ただ最近は、固定資産税評価額が、購入金額の20%くらいになるようなケースが非常に増えています。つまり1億円で購入したものが2,000万円くらいの固定資産税評価額になるということです。
なぜ、こういった現象が起きてしまうのかというと、固定資産税評価額の付け方に問題があります。固定資産税評価額は家屋の材料や天井の高さなどの施工方法に点数をふって計算していきます。たとえば、床に大理石を使うなら○点、天井にシャンデリアを付けるなら△点…といった具合にです。
ここでのポイントは、家屋の固定資産税評価額は材料などで決まってしまい、その家屋の人気はまったく加味されない、ということにあります。六本木にあろうが、山奥にあろうが、同じような家屋であれば、固定資産税評価額は同じになります
この仕組みを利用しているのが、いわゆる「タワーマンション節税」と呼ばれているものです。あまりに節税効果が大きいため、会計検査院から問題視され平成28年には、20階建て以上のマンションには、階数に応じて固定資産税の負担を調整する税制改正がありました。
不動産による相続税対策…過度な節税はNG
話が少し横道にそれましたが、時価と評価額にすごい乖離が生じると、適切な相続財産評価が行われなくなってしまうわけです。そこで注目されるのが、「この通達(=財産評価基本通達)の定めにより難い場合の評価」という、財産評価基本通達第1章第6項のことです。そこには、以下の通り書かれています。

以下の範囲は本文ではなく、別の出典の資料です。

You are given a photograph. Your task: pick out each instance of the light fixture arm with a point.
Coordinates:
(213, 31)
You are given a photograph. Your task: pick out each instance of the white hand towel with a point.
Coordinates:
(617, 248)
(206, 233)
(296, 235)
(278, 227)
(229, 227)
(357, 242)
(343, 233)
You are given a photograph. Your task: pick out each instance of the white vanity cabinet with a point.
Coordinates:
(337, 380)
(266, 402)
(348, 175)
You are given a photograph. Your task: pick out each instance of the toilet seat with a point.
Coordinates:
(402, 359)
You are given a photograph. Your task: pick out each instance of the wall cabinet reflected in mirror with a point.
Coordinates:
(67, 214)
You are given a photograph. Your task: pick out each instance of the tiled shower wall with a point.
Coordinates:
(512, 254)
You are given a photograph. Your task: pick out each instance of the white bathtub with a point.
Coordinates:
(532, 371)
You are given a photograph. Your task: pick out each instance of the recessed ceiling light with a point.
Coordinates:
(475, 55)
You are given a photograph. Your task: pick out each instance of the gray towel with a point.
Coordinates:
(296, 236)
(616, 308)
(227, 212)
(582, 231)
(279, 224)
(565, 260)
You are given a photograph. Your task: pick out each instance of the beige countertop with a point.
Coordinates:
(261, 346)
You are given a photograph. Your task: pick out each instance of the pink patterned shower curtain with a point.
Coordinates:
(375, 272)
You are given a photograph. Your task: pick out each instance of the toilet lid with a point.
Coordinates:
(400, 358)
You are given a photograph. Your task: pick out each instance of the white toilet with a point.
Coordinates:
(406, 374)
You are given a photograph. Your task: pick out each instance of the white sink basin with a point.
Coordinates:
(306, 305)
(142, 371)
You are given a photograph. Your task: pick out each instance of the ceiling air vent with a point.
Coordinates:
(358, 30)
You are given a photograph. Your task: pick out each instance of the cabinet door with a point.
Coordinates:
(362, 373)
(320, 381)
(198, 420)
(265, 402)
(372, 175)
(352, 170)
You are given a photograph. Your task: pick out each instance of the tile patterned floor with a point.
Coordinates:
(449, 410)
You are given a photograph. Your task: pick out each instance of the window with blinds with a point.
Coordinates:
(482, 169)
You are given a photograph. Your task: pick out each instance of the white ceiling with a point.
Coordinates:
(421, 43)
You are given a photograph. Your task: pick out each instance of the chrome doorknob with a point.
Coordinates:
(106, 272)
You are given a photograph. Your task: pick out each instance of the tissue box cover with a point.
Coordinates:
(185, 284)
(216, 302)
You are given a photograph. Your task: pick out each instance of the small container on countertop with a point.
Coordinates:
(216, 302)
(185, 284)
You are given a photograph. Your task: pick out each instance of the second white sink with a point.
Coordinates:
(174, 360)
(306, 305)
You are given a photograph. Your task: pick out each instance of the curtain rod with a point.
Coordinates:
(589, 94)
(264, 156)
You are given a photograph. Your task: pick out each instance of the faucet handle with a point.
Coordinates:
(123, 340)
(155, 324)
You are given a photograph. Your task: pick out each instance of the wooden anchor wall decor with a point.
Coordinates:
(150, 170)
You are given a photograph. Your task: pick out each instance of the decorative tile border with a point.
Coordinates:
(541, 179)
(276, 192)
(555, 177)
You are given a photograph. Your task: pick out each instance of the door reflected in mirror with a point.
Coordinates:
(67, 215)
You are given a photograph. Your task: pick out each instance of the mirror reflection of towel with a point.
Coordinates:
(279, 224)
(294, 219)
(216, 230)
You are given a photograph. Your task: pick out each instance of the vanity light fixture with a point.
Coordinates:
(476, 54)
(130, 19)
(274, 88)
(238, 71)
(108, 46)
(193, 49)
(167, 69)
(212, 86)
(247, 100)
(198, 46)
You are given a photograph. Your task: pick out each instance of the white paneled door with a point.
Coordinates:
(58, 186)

この通達の定めによって評価することが著しく不適当と認められる財産の価額は、国税庁長官の指示を受けて評価する
非常にフワッとした取り扱いではありますが、判決は、この第6項が適用されたものです。何が決め手となって不適当といわれてしまったのか、というと以下の通りです。

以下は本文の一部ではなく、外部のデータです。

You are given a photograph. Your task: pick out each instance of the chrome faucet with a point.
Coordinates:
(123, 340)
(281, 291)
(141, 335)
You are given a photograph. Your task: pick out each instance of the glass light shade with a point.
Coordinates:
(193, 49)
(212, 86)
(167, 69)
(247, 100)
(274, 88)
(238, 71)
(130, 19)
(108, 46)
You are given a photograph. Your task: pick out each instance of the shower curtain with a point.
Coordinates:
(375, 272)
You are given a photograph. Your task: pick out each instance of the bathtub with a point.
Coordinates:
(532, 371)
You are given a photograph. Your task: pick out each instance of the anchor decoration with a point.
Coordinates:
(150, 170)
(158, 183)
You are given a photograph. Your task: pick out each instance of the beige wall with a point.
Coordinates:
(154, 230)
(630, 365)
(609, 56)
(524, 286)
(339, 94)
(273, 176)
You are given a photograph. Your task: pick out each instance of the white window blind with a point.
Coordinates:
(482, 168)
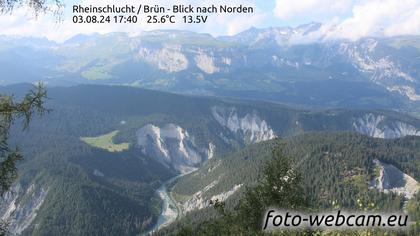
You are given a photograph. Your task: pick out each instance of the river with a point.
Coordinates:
(170, 210)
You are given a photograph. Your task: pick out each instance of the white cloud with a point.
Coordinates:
(382, 18)
(361, 19)
(297, 8)
(21, 22)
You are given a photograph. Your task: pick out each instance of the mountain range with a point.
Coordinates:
(297, 66)
(93, 164)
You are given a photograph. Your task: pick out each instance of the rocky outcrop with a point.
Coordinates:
(250, 126)
(20, 207)
(173, 146)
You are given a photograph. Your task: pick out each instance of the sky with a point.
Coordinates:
(350, 19)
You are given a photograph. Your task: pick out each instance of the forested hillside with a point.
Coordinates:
(337, 170)
(103, 151)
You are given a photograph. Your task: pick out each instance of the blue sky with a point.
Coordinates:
(349, 19)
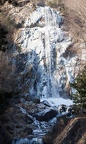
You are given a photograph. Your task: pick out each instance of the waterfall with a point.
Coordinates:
(45, 42)
(50, 23)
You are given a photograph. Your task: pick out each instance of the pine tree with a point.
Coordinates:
(79, 98)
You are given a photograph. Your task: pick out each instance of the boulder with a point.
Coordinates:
(45, 115)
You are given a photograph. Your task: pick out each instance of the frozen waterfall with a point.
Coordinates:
(45, 42)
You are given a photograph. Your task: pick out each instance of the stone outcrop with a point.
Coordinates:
(74, 133)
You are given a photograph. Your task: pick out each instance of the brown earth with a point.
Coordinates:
(75, 18)
(74, 132)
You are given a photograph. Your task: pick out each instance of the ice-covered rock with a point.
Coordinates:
(45, 115)
(45, 44)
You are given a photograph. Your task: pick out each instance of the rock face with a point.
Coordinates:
(41, 60)
(46, 115)
(75, 132)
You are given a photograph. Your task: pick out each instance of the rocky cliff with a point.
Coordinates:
(44, 58)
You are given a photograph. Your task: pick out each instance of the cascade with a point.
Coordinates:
(45, 42)
(50, 23)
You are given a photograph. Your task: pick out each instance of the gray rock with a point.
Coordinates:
(45, 115)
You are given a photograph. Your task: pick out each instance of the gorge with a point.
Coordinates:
(38, 67)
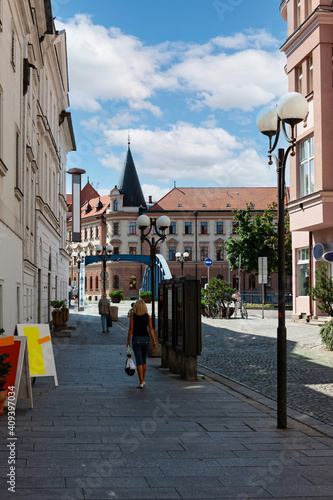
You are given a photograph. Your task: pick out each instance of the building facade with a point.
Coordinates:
(201, 222)
(35, 136)
(309, 51)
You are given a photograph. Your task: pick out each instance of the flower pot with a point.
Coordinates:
(56, 319)
(3, 397)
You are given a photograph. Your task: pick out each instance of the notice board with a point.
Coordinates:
(40, 350)
(19, 376)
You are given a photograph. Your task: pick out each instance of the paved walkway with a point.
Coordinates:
(96, 436)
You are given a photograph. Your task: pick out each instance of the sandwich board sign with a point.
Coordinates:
(41, 358)
(18, 381)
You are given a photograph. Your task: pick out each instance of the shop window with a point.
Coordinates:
(303, 272)
(219, 228)
(306, 168)
(132, 282)
(116, 282)
(188, 227)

・不動産の購入時期は、銀行に相談した時期と養子縁組した時期と近い
・銀行員から借金して不動産を買うと相続税が減る旨の説明を受けた
・銀行の貸出稟議書の貸出理由に「相続対策のため」と記載されている
⇒総合的に見て、不動産購入の主たる目的は相続対策
⇒相続税の負担を免れる目的以外に他の合理的な目的が併存していたとしても、実質的な租税負担が公平を著しく害することに変わりなく(中略)
つまり、「他に理由があったにせよ、主たる目的が相続対策であったので、相続税評価額ではなく、不動産鑑定士が算出した評価額で相続税申告をやり直しなさい」ということだったわけです。
このように今回は、過度な節税が問題視されただけの話だったというわけです。
「相続税の対策をしたいなあ」と考える非常に多くの方が不動産を購入しています。また不動産会社や金融機関なども、相続税対策として不動産の購入をすすめてくるでしょう。しかし、行き過ぎた節税はダメという判決はすでに出ています。同じようなスキームの対策では、追徴課税になると考えておきましょう。
また相続税対策であれば、生前贈与をうまく組み合わせるとか、財産の分け方を工夫するとか、ほかに方法はあります。不動産による対策は、そのあと、と考えてみてはいかがでしょうか。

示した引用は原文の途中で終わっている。